The Brutal Gourmet


The most common of the variety meats is also the easiest target. The mere mention of liver perennially brings a frown to children’s faces, and even among adults with more sophisticated palates it is unjustifiably maligned. The truth is, this vitamin-packed, easy-to-extract organ is easily prepared, affordable, and quite delectable when prepared in any number of ways. In my kitchen, domestic varieties are sliced (contrary to convention) into inch-thick segments and broiled like steak, while the more exotic varieties inevitably find their way into pâtés. Baby liver is next in quality, remarkably tender but less flavorful; more seasoned specimens need to be soaked in milk for several hours. The liver is quite rich in minerals and well worth the extra time required to pound out the tough fibers. The drippings in which liver is cooked are sometimes bitter, particularly in alcoholics; watch the method in which the specimen is slaughtered before preparing, and try something light like a Béarnaise or a Lyonnaise. Wine connossieurs, please take note that a fruity Merlot is easily as servicable as the more popular Chianti.


Young kidneys, particularly those between 12 and 15 years old, are the tenderest and most delicious. Younger ones are somewhat soft but are especially suited for grilling. If the kidney has an “off” flavor, this is usually attributable to bruising, or excessive amounts of chemicals like chloroform. I cannot emphasize enough the importance of proper preparation; it’s all worth it in the tasting. We’re all familiar with classic dishes like Steak and Kidney Pie, Kidneys a la Packer, and Mommy Why Didn’t You Love Me Enough Cold Kidney Compote, but don’t ignore the possibilities that terrines, braises and stews have to offer. A Wisconsin chef of my acquaintance had great success with deep-fat frying the kidney in its delicious delicate fat and serving it with nothing more than an Old Milwaukee tallboy and some melted butter. Be creative with this delicate dish!

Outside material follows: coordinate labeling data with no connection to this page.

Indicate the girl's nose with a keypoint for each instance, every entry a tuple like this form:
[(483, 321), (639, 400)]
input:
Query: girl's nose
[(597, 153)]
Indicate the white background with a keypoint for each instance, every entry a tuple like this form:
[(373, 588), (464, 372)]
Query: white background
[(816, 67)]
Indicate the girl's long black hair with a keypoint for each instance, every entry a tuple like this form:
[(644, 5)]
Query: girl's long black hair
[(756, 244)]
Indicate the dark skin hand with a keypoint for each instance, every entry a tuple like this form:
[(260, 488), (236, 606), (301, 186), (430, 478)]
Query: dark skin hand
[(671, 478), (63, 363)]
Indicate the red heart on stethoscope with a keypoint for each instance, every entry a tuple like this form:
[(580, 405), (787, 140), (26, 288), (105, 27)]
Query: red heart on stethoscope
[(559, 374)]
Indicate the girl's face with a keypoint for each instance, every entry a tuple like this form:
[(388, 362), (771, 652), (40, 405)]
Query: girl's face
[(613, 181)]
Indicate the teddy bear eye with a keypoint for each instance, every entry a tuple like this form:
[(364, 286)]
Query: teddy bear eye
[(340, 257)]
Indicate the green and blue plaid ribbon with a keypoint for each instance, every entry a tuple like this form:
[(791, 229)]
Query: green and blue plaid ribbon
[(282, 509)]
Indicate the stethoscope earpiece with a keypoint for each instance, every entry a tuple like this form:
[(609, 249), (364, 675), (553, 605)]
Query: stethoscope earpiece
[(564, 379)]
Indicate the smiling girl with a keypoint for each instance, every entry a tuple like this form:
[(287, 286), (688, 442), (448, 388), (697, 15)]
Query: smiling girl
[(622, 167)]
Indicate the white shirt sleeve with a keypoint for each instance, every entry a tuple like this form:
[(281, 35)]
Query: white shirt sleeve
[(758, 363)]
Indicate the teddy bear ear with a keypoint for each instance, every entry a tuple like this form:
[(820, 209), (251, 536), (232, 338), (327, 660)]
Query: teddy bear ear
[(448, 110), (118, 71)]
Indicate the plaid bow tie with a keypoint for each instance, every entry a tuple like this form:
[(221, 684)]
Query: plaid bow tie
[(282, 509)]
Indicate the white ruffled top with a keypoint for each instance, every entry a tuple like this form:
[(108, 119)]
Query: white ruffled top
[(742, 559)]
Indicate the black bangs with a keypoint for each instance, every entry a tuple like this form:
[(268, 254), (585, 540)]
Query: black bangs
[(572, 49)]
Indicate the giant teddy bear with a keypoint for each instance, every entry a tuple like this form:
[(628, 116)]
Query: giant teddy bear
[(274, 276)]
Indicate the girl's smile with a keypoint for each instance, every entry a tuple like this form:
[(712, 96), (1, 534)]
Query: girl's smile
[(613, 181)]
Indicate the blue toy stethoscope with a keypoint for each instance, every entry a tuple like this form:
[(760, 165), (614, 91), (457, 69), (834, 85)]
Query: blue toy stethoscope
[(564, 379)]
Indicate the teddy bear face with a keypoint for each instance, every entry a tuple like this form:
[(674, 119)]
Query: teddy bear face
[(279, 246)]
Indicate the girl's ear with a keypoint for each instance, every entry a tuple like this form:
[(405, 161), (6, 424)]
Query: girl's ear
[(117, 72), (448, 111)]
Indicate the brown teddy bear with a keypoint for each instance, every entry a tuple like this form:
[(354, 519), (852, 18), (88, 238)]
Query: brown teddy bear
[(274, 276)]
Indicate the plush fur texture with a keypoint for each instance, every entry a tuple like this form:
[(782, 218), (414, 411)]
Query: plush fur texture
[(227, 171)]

Many new chefs have become entirely too enamored with the modern fixation on fast food. As a result, they often go for a quick headshot, little realizing that they are wasting one of the most delicious and desirable parts of the body. It’s not for nothing that our ancestors felt that eating the brain conferred upon one the wisdom of its previous owner; many a time, I’ve come up with some of my most daring and impressive recipes after a meal of the stuff we think with. They’re also quite versatile, and can be used in any recipe calling for sweetbreads. Brains are extremely perishable, much like their host once they are removed, so be sure and use while very fresh. They are often combined with eggs in ragoût and soufflés, but because they are bland, make sure you give the dish a piquant or spicy sauce. And, pardon the pun, here’s something to “think about”: lead absolutely ruins the taste and mushy texture of the brain. Be “smart”: sometimes the old ways are best.


As is noted in The Joy of Cooking, lucky indeed is the cook with the gift of tongues! Fresh, smoked or pickled, the tongue is a delight to the creative chef, and if properly handled will generate as many compliments as it spewed forth insults, belittlement, and spurious comments about your character and mental state in its previous incarnation. Contrary to popular belief, there’s no real difference in the production of a tongue; a silver one is just as tasty as a still. However, regardless of the experiments of some of the trendier “intellectual” chefs (à la Kemper), I would avoid use of the vocal cords, which are tough and stringy even after soaking. Always to remember to cut through at the hump parallel to the base, with diagonal, deep cuts, like you used on the throat. You’ll be the “talk” of the town!


Lungs (or “lights”) are illegal. But I don’t see why that should stop you.